For background on Balcones, read my review of their 100 proof straight rye, which I liked very much indeed. The distillery’s Pot Still Bourbon is a classically-styled straight bourbon whiskey made on Balcones’ new Scottish-made Forsyth’s copper pot stills (they also have a smaller pair of Portuguese pot stills). The bourbon is aged “at least 24 months in oak”, which is a statement that appears commonly on younger bourbons these days. It’s a little sad that they feel the need to put “24 months” instead of “2 years” just to sound a little bit less like it was aged the legal minimum for ‘straight’ whiskeys, as is the fact that they say “in oak” as if there’s another choice. Still, label nit-picking is just that, so let’s move on.
The Texas Pot Still Bourbon uses a unique mash bill of four grains: roasted blue corn, Texas wheat, Texas rye and malted barley. The flavor makes me think they’re using a darker malt on the barley than is standard for most malt whiskies, but I can’t find any verification online.
All Balcones whiskeys are pot distilled in batches and bottled without chill-filtration or added coloring. My bottle is from batch TPSB1901 and was bottled (I assume that’s what the date means) on 2/19/2019. Note that Balcones also sells two blue-corn whiskeys, a single malt, the aforementioned rye, and a number of special releases. The price of this Pot Still Bourbon looks very close to the 100 proof rye, with most US retailers carrying both for very close to $30.
Nose: Shy. Whoever thought anything from Texas would be ‘shy’? Fruit leather, cherry preserves (or pie, if you must), dark brooding oak sugars, and balsamic vinegar. An extremely long rest in the glass (~20 minutes) finally balances the aroma around a sweet base of dark chocolate torte. Delectable, but took long enough…
Palate: Thin body. Robust tongue burn (more than expected for 46% ABV). Dusty cocoa. Oak, but without too much bitterness. Chocolate malt and stout beer.
Finish: Medium-long. Lots of tannin from the oak – mouth-drying and almost minty. Cocoa nibs, continuing the chocolate from the aroma through to the finish. Fades slowly but without adding anything.
With Water: More than a few drops of water increase the fruit notes (slightly) on the aroma, tame the burn (slightly) on the palate, and add some mint (slightly) on the finish. I (slightly) recommend water.

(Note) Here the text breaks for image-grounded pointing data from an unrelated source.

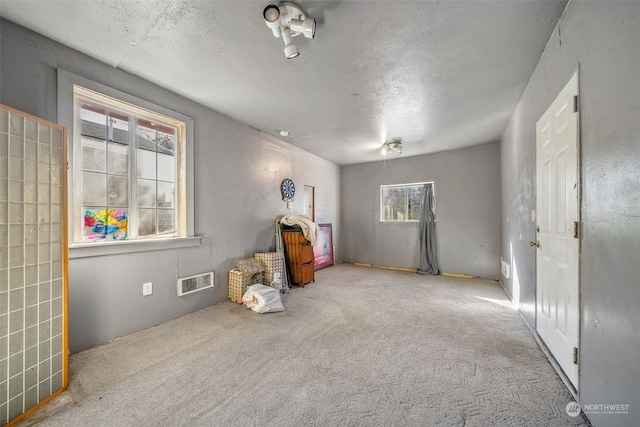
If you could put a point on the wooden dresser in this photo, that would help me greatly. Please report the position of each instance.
(299, 256)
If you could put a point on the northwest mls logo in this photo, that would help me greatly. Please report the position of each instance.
(573, 409)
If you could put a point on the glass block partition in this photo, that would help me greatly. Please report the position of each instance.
(33, 263)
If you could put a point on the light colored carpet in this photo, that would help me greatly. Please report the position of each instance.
(359, 347)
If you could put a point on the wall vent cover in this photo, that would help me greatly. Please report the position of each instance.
(188, 285)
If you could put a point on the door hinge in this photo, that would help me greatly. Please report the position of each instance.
(576, 229)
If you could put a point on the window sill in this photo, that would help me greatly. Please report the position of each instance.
(87, 250)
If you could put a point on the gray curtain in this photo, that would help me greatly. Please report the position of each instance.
(427, 224)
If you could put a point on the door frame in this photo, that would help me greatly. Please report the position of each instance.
(574, 389)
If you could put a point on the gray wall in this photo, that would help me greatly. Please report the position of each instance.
(602, 39)
(237, 196)
(467, 195)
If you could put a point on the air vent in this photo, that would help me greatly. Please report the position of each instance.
(191, 284)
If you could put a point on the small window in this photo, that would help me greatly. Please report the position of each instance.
(401, 202)
(129, 168)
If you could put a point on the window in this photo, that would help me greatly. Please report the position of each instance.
(401, 202)
(128, 171)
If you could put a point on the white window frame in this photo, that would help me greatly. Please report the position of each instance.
(410, 184)
(66, 107)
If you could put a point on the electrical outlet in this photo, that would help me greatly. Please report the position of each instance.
(147, 289)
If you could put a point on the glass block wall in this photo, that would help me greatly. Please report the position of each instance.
(32, 263)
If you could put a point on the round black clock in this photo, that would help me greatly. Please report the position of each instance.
(288, 190)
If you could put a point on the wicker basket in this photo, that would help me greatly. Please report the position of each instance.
(273, 263)
(238, 282)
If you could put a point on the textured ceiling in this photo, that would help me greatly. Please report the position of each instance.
(439, 75)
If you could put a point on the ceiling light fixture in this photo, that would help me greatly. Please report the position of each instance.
(288, 20)
(394, 146)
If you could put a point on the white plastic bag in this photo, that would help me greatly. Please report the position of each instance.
(262, 299)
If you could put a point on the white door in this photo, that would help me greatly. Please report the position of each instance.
(557, 194)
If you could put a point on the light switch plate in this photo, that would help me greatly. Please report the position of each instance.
(147, 289)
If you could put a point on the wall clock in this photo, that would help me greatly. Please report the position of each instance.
(288, 190)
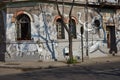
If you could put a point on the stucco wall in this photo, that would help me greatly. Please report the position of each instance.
(44, 44)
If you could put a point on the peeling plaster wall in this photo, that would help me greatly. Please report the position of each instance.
(44, 45)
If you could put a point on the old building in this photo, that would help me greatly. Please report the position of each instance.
(33, 30)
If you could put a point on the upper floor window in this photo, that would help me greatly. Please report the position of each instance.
(23, 27)
(60, 29)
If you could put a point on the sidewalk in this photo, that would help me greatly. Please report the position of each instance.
(55, 64)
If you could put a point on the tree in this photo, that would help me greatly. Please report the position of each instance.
(67, 28)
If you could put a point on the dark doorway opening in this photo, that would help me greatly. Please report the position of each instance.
(111, 39)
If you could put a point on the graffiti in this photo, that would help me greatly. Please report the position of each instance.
(96, 32)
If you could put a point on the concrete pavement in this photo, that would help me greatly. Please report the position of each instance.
(55, 64)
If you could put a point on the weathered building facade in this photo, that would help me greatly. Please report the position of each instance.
(32, 30)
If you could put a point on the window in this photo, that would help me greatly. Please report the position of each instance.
(60, 29)
(73, 28)
(23, 27)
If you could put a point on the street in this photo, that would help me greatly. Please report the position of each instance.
(97, 71)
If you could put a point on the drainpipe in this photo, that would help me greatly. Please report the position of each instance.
(86, 20)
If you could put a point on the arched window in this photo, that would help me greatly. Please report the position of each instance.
(73, 28)
(60, 29)
(23, 27)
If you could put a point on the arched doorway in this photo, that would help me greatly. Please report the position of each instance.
(23, 27)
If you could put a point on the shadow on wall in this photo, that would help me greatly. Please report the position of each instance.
(49, 42)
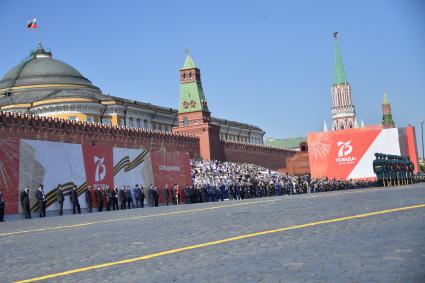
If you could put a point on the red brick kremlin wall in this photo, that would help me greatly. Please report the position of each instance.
(266, 156)
(23, 126)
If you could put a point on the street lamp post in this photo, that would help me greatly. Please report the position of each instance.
(423, 152)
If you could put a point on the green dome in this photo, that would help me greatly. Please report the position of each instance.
(42, 69)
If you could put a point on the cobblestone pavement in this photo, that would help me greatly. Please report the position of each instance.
(380, 248)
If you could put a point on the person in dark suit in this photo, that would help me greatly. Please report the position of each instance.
(123, 198)
(142, 196)
(108, 194)
(74, 200)
(136, 194)
(60, 199)
(1, 205)
(89, 199)
(99, 197)
(115, 199)
(152, 195)
(41, 197)
(25, 202)
(129, 197)
(156, 194)
(166, 194)
(176, 194)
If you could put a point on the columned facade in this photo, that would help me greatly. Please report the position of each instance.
(48, 87)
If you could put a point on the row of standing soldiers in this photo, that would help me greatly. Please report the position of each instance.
(393, 170)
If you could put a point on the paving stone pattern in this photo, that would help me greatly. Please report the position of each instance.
(381, 248)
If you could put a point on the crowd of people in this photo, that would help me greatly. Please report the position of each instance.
(212, 181)
(244, 180)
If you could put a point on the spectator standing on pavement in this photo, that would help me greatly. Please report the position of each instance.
(99, 197)
(74, 200)
(115, 199)
(25, 202)
(41, 201)
(2, 205)
(142, 195)
(108, 194)
(89, 199)
(166, 194)
(129, 197)
(136, 193)
(123, 198)
(60, 198)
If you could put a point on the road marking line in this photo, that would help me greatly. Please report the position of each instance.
(303, 196)
(217, 242)
(136, 217)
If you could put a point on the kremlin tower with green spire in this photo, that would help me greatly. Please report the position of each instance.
(343, 110)
(193, 114)
(387, 117)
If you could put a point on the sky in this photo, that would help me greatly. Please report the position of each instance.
(267, 63)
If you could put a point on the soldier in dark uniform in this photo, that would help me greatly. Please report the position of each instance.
(186, 192)
(41, 201)
(25, 202)
(74, 200)
(108, 195)
(2, 205)
(142, 196)
(99, 198)
(60, 198)
(378, 169)
(175, 194)
(129, 197)
(123, 198)
(136, 194)
(156, 194)
(166, 194)
(115, 199)
(89, 198)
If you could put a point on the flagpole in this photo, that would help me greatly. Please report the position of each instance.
(38, 35)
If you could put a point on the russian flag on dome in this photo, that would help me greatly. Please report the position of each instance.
(32, 24)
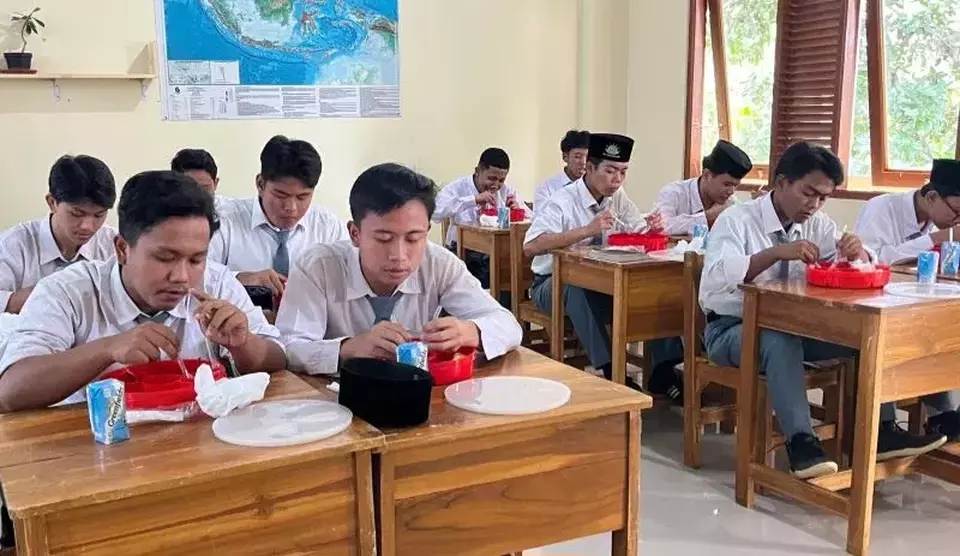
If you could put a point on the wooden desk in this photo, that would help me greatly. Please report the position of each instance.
(647, 299)
(481, 485)
(174, 488)
(908, 348)
(493, 242)
(911, 269)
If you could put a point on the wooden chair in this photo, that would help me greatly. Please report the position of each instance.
(526, 311)
(699, 373)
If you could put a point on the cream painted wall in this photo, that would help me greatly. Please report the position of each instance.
(474, 73)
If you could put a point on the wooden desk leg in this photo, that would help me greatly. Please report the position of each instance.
(31, 536)
(618, 343)
(866, 428)
(747, 400)
(386, 493)
(557, 312)
(495, 285)
(626, 541)
(366, 522)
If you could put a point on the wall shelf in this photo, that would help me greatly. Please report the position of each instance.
(148, 61)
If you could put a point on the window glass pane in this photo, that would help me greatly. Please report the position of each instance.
(711, 128)
(860, 143)
(923, 80)
(750, 29)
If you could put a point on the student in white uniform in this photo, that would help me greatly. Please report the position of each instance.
(580, 214)
(462, 200)
(773, 238)
(900, 226)
(573, 148)
(95, 316)
(81, 193)
(384, 287)
(200, 165)
(700, 200)
(262, 237)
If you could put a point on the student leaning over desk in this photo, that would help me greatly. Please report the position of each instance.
(364, 297)
(94, 316)
(769, 239)
(900, 226)
(81, 193)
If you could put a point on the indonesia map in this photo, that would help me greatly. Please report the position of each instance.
(237, 59)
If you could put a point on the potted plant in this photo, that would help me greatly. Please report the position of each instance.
(20, 62)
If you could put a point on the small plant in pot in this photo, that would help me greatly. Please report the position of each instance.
(21, 62)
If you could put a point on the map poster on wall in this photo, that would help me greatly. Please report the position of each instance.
(254, 59)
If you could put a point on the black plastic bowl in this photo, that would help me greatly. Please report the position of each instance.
(261, 296)
(385, 393)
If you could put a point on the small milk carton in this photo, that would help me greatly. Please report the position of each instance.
(108, 411)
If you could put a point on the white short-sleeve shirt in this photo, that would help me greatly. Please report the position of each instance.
(29, 252)
(245, 243)
(888, 225)
(457, 201)
(326, 301)
(88, 301)
(574, 207)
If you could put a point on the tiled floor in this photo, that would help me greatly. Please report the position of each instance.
(686, 512)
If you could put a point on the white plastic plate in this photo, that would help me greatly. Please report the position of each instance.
(507, 395)
(282, 423)
(923, 291)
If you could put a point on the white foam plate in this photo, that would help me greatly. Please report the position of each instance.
(282, 423)
(507, 395)
(923, 291)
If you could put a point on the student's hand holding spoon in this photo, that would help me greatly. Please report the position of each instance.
(221, 322)
(450, 334)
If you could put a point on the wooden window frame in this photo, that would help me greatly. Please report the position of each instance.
(703, 13)
(710, 12)
(882, 173)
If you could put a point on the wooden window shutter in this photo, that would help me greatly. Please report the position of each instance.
(814, 76)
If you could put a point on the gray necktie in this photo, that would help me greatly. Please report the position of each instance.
(281, 259)
(382, 307)
(780, 238)
(159, 318)
(597, 240)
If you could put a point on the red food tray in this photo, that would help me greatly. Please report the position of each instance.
(650, 242)
(161, 384)
(844, 276)
(449, 367)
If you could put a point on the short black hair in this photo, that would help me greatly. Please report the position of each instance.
(290, 158)
(150, 198)
(803, 158)
(494, 157)
(194, 159)
(575, 139)
(82, 179)
(385, 187)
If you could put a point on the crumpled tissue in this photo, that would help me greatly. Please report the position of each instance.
(218, 398)
(489, 221)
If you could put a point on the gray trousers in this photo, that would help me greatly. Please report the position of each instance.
(591, 312)
(781, 358)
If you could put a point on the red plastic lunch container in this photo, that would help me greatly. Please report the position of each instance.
(449, 367)
(844, 276)
(649, 242)
(161, 384)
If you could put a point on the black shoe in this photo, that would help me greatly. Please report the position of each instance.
(807, 458)
(895, 442)
(666, 382)
(947, 424)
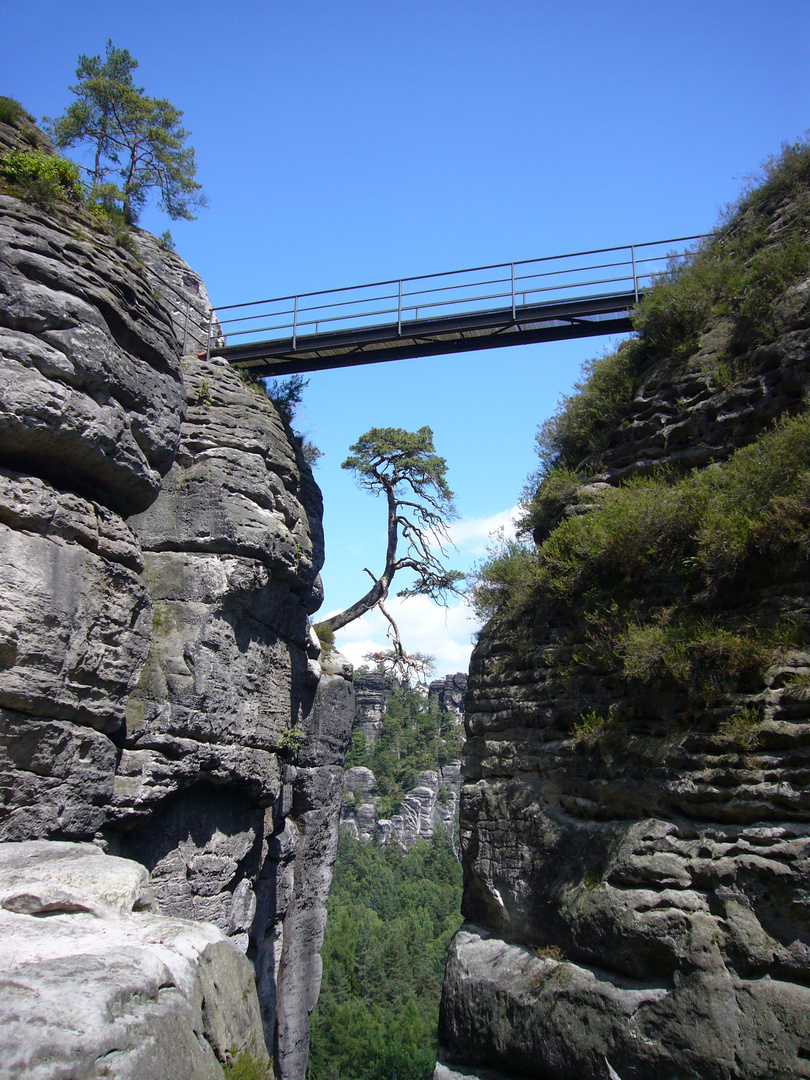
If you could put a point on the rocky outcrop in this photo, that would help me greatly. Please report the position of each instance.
(96, 983)
(635, 903)
(448, 693)
(432, 804)
(372, 693)
(161, 690)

Overall: In contrast to the rye, which is dialed up to 11, this bourbon takes its sweet damn time waking up and joining the party. When it does, it’s a study in cocoa, with several facets of dark, deeply flavored chocolate. This is balanced nicely by a thread of cherry that carries through from the aroma to the finish. It’s an excellent value at $30, if you’re willing to let it wake up and don’t expect it to wow you on first contact. If you’re at the store deciding between this or the 100-proof rye, and there’s only a $5 or less difference, go for the rye first.